The major opening reviews this week have all been of establishments which are more or less Gallic, and it‘s an online reviewer who’s got to the biggest name of all first. It’s certainly impressive just how much Jan Moir didn’t like Alain Ducasse at the Dorchester, which opened on Tuesday. (Jan, for those who don’t know, used to write the Telegraph reviews. She now publishes them on her own site.)
In the first few words, Jan tells you that water is £6 a bottle, that the “bread isn’t hot, and is a little bit stale”, and that “some of the tables are terrible”. It doesn’t get much better thereafter.
And it hardly looks as if Ms Moir has gone off on a rant of her own. Andy Hayler – a blogger who at one point had eaten in every three-Michelin starred restaurant in the world – comes to an equally damning conclusion.
Another joint with a bit of Michelin ‘previous’ is L’Autre Pied, the new Marylebone offshoot of the (two-starred) Pied à Terre. Ms Maschler at the Evening Standard awards a miserable 2/5 stars – she finds tastes unbalanced, pricing greedy and portions small.

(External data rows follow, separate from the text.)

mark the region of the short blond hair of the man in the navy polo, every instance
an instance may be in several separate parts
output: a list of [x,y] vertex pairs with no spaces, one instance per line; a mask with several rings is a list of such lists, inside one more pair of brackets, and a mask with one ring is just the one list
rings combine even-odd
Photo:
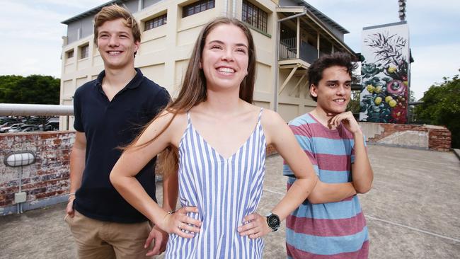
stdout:
[[113,4],[103,7],[99,13],[94,16],[94,43],[96,45],[98,45],[98,28],[106,21],[114,21],[120,18],[123,19],[125,26],[131,29],[134,42],[141,42],[141,31],[139,30],[139,24],[136,19],[134,19],[130,11],[126,8]]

Ms M’s Associated Newspapers stablemate at Metro, Marina O’Loughlin, is much more generous to L’Autre Pied (4/5 stars), even though she too finds “miniscule” portions, and a tendency to charge ‘extras’. Richard Vines at Bloomberg notes similar concerns, but he too was impressed overall.
In her traditional first-with-the-news role, Mrs M is first to review Le Café Anglais, the new gaff of ex-Kensington Place supremo Rowley Leigh. And what a hit (4/5 stars) she finds it. Perhaps this place is, as trade buzz suggests, the ‘new Wolseley’. In Bayswater?
On the minor review front, Marina O’M is unimpressed with Kensington Square Kitchen. Has anyone written a nice review of it yet?
Time Out offers first reviews of Harrison’s (the former Balham Kitchen & Bar; 3/6 stars) and a new Hammersmith Italian Bianco Nero (3/6 stars). Northbank (4/6 stars) is hailed as a “classy riverside treat”.
And across the Pond, Frank Bruni at the NY Times visits Harry Cipriani. And, guess what? He concludes that it “exists to affirm its patrons’ ability to throw away money”. How lucky that we Brits only need to go as far as the Mayfair outpost to do just the same.